No ano passado foram registradas mais de 223 mil notícias sobre crises corporativas ao redor do mundo. O cálculo é do Institute for Crisis Management, que vasculhou páginas, impressas e online, de quase 10 mil canais de notícias com foco em crise de reputação -- neste caso, definida como qualquer questão, problema ou perturbação que provoque reações negativas dos stakeholders e afete o desempenho empresarial.

Esse número é um indicador relevante de como as organizações estão cada vez mais expostas a situações de risco que podem comprometer sua reputações e/ou seus negócios. Devido a essa realidade, já se contam muitas empresas que, sabiamente, começaram a tratar prevenção de crise como algo a ser incorporado na sua cultura. São empresas em que a gestão de crise é considerada investimento no valioso ativo chamado reputação.

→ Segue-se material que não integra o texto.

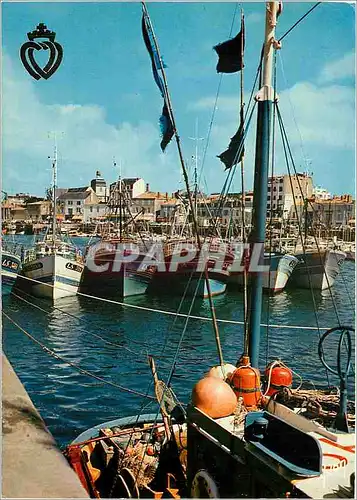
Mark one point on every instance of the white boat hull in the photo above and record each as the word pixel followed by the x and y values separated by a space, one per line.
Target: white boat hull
pixel 317 270
pixel 54 277
pixel 9 268
pixel 281 268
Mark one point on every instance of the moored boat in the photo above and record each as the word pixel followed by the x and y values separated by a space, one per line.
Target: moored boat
pixel 279 269
pixel 51 270
pixel 317 270
pixel 109 273
pixel 10 267
pixel 246 436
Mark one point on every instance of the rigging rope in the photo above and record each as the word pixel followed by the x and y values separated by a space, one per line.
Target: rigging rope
pixel 299 21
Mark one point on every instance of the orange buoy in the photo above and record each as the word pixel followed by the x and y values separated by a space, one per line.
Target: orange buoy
pixel 246 384
pixel 277 376
pixel 214 397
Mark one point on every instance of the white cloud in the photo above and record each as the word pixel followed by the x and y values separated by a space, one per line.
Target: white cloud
pixel 339 70
pixel 88 142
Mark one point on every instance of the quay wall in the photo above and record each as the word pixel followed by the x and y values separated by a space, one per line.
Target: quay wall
pixel 32 465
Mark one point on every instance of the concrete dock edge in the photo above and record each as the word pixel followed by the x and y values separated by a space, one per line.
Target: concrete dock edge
pixel 32 464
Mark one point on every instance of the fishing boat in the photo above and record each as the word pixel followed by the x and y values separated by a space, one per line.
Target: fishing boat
pixel 114 265
pixel 279 269
pixel 10 267
pixel 317 269
pixel 240 436
pixel 52 268
pixel 350 251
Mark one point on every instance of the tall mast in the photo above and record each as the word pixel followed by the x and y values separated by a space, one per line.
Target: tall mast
pixel 189 195
pixel 265 98
pixel 54 181
pixel 196 139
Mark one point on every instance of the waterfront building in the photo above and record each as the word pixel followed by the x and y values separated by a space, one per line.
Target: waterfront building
pixel 131 188
pixel 94 212
pixel 320 193
pixel 226 213
pixel 72 202
pixel 285 191
pixel 39 210
pixel 334 212
pixel 149 204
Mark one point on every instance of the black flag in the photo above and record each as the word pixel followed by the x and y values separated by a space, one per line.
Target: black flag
pixel 230 54
pixel 235 151
pixel 167 129
pixel 166 126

Mas há também o lado oposto, em que predomina a cegueira ou negação, principalmente, no comando da organização. Aqui são típicas as posturas de empresas que: 1 – acreditam que estarão eternamente imunes a acidentes ou tragédias – na suposição de que isso só ocorrerá com vizinhos ou concorrentes; 2 – que se limitam a ter o telefone de um bom escritório de advocacia ou de amigos no governo  – na crença de que o tratamento legalista é suficiente diante do tribunal da opinião pública, ou que sempre será possivel  encontrar um jeitinho à brasileira para resolver o problema; 3 – que confiam seu destino na força do sobrenatural, batendo com os nós dos dedos três vezes na madeira, como faziam povos primitivos.

Se essas práticas ocorrem é porque devem ter funcionado muitas vezes. E com base em tal experiência, há donos e dirigentes de empresas fortemente apegados a convicções moldadas no passado. Essa visão obsoleta talvez ajude a explicar o elevado número de 223 mil notícias sobre crises. Até porque, de acordo com o levantamente do Institute Crisis Management, menos de 26% das crises reportadas ocorreram repentinamente. Praticamente dois terços delas são relativas a situações de crises que eram latentes ou previsíveis -- ou seja, pelo menos algumas delas poderiam ter sido evitadas aplicando-se metodologias de prevenção.

O percentual desse tipo de crise vem crescendo justamente por causa da cegueira ou negação. É impulsionado por empresas em que a liderança não vê, ou se recusa a reconhecer, as mudanças ocorrendo num ritmo cada vez mais acelerado e a crescente influência dos stakeholders. O resultado é que não se preparam como deveriam e se tornam mais vulneráveis num cenário em que as situações de risco são potencializadas por fatores como, por exemplo, inovações tecnológicas, agressividade de grupos de pressão, avanço da criminalidade, novos marcos regulatórios, consumidores permanentemente conectados, instantaneidade da disseminação de imagens, fatos ou boatos e as polêmicas questões sobre gênero ou etnias.

Diante de tudo isso, de duas, uma: ou os empresários e executivos incluem a gestão de crise na sua estratégia de negócio, ou suas empresas são fortes candidatas a alimentar as estatísticas de crescimento de notícias sobre crise. Depende do legado que se pretende deixar: uma empresa admirada, com stakeholders engajados, preparada para enfrentar qualquer situação de crise, ou uma empresa cuja reputação depende do toc, toc, toc na madeira.